Japan plans to build the world’s fastest supercomputer in a bid to arm the country’s manufacturers with a platform for research that could help them develop and improve driverless cars, robotics and medical diagnostics.
The Japanese Ministry of Economy, Trade and Industry is to spend ¥19.5 billion (US$172.6 million) on the previously unreported project, a budget breakdown shows, as part of a government policy to get Japan’s mojo back in the world of technology.
In a move that is expected to vault Japan to the top of the supercomputing heap, its engineers are to be tasked with building a machine that can make 130 quadrillion calculations per second — or 130 petaflops in scientific parlance — as early as next year, sources involved in the project told reporters.

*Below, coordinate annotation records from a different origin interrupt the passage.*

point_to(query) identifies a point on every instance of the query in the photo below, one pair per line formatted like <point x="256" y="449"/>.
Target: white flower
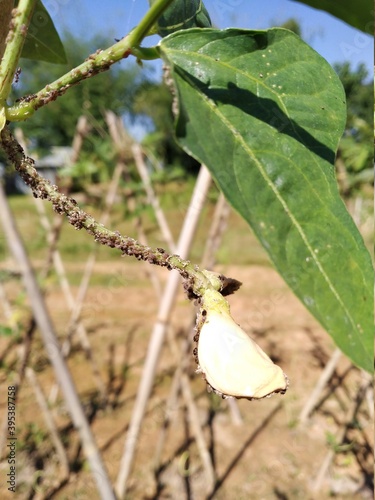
<point x="231" y="362"/>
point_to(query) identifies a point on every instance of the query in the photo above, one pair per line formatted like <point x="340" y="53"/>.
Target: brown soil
<point x="269" y="456"/>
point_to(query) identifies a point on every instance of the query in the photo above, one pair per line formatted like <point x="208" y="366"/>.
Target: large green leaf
<point x="359" y="14"/>
<point x="265" y="113"/>
<point x="42" y="40"/>
<point x="183" y="14"/>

At that speed, Japan’s computer would be ahead of China’s Sunway TaihuLight, which is capable of 93 petaflops.
“As far as we know, there is nothing out there that is as fast,” said Satoshi Sekiguchi, a director-general at Japan’s National Institute of Advanced Industrial Science and Technology, where the supercomputer is to be built.
The push to return to the vanguard comes at a time of growing nostalgia for the heyday of Japanese technological prowess, which has dwindled since China overtook Japan as the world’s second-biggest economy.
Japanese Prime Minister Shinzo Abe has called for companies, bureaucrats and the political class to work more closely together so Japan can win in robotics, batteries, renewable energy and other new and growing markets.
In the area of supercomputing, Japan’s aim is to use ultrafast calculations to accelerate advances in artificial intelligence (AI), such as “deep learning” technology that works off algorithms that mimic the human brain’s neural pathways, to help computers perform new tasks and analyze scores of data.
Recent achievements in this area have come from Google DeepMind AI program AlphaGo, which in March beat South Korean professional player Lee Se-dol in the ancient board game of Go.
Applications include helping companies improve driverless vehicles by allowing them to analyze huge troves of visual traffic data, or it could help factories improve automation.
China uses Sunway TaihuLight for weather forecasting, pharmaceutical research and industrial design, among other things.
Japan’s new supercomputer could help tap medical records to develop new services and applications, Sekiguchi said.
The supercomputer is to be made available for a fee to Japan’s corporations, who now outsource data crunching to foreign firms such as Google and Microsoft Corp, Sekiguchi and others involved in the project said.
The new computer has been dubbed ABCI, an acronym for AI Bridging Cloud Infrastructure. Bidding for the project has begun and is to close on Dec. 8.
Fujitsu Ltd, the builder of the fastest Japanese supercomputer to date — Oakforest-PACS, capable of 13.6 petaflops — declined to say if it would bid for the project.